Sesta puntata – 1982/83
Acquisti: Capone (Pistoiese), Celestini (Catanzaro), Dal Fiume (Perugia), Diaz (River Plate), Scarnecchia (Roma, novembre), Vagheggi (Lazio, novembre)
Cessioni: Benedetti (Genoa), Caffarelli (Cavese), Capone (Lecce), Damiani (Milan), Guidetti (Verona), Maniero (Modena), Musella (Catanzaro), Palanca (Como), Puzone (Cavese)
Se all’italiano medio chiedi “Cosa ti ricorda l’estate del 1982?” non può che risponderti “L’Italia Campione del Mondo in Spagna!”. Se lo chiedi ad un napoletano ti risponde “L’Italia che vince ai Mondiali e… Ramon Diaz al Napoli!”. Da qui parte il nostro racconto. Dai primi sussurri di acquisti e cessioni degli azzurri, con un fondo di verità pari a 1 su 100, ai primi incerti passi della Nazionale nel girone iniziale (i tre pareggi con Polonia, Camerun e Perù non furono esaltanti), dai resoconti di un mercato più concreto (l’arrivo di Diaz è cosa fatta già a metà giugno) ai caroselli in piazza con le bandiere dell’Italia, dalle voci di una probabile rifondazione del Napoli alle partite a scopone tra Pertini, capo dello Stato, Causio, Bearzot e Zoff sull’aereo, al ritorno dalla Spagna.
Giacomini
Immagini che vanno, immagini che vengono.

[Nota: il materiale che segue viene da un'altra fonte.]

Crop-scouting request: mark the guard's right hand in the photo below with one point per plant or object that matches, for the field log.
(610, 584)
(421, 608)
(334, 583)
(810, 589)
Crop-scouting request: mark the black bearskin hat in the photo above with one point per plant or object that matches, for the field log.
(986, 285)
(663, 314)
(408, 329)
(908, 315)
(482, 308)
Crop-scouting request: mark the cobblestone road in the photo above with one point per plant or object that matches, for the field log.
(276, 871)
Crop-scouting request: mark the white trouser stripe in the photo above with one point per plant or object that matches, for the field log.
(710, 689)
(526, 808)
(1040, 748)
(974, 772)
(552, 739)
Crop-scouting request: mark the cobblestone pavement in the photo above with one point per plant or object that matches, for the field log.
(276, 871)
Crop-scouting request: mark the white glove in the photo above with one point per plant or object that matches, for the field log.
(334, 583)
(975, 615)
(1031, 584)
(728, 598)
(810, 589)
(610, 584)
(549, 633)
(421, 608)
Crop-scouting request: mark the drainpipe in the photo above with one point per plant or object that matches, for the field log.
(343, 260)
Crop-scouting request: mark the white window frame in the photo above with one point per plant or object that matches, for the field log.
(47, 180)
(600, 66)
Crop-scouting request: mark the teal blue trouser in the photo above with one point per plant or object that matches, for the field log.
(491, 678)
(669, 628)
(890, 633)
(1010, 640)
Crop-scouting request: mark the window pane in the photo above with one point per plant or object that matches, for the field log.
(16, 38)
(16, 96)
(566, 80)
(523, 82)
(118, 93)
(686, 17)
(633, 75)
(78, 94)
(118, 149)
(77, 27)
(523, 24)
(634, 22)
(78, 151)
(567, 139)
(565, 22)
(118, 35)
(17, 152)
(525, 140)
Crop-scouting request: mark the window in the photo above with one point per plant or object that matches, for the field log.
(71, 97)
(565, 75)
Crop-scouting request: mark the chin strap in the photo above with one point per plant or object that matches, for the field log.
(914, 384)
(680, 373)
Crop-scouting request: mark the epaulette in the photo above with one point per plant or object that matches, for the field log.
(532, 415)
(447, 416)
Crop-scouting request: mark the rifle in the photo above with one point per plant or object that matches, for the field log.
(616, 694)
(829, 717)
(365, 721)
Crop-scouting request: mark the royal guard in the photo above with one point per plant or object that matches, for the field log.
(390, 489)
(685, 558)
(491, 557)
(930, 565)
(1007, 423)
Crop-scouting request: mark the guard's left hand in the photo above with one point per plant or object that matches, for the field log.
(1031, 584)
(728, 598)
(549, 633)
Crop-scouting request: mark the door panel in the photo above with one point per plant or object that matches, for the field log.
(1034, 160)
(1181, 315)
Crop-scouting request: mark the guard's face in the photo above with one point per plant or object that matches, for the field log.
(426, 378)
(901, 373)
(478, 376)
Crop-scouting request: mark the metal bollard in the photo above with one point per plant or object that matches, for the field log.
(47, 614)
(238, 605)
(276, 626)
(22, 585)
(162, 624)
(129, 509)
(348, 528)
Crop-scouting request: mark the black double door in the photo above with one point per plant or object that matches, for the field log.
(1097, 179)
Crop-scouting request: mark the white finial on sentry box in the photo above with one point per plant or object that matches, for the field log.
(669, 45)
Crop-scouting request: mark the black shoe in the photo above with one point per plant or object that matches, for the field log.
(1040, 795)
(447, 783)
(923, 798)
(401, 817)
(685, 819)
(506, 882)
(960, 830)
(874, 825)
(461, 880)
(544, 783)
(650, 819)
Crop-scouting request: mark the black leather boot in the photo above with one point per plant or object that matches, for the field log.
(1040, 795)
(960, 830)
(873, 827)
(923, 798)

Le uniche certezze sono che il mercato della squadra partenopea lo fa Giuseppe Bonetto, cuore Toro e padre dei manager italiani, con la supervisione di Franco Janich. I due non hanno più l’ingombrante personalità di Juliano tra i… piedi e riescono ad imporre il nuovo tecnico a Ferlaino. Bonetto, l’affabulatore, convince il presidente che il Napoli del dopo Marchesi deve ripartire da un tecnico della ‘nouvelle vague’. Sceglie Massimo Giacomini, che tanto bene aveva fatto all’Udinese, al Milan e al Torino, un trainer che a Napoli c’entrava come la carne sui maccheroni. Ne apprezzammo la serietà e la compostezza, la scorza apparentemente dura ma l’allenatore friulano non era adatto ad una piazza incandescente come quella napoletana.
Anche Marchesi era un tecnico serio e misurato ma aveva giocato a calcio ad alti livelli, conosceva il pubblico di Napoli, prima da giocatore e poi da allenatore avversario. Ed era pronto a tutto, impermeabile anche alle critiche quando la squadra non girava. Stesso discorso per Ottavio Bianchi, che verrà qualche anno dopo. Il bresciano, oltre ad avere già dimostrato le sue qualità come tecnico, aveva giocato a lungo in serie A e alcuni di questi anni li aveva trascorsi proprio a Napoli. Chi meglio di lui poteva conoscere gli umori della piazza? Insomma Giacomini non era pronto per un grande club, al contrario di quanto affermava Bonetto.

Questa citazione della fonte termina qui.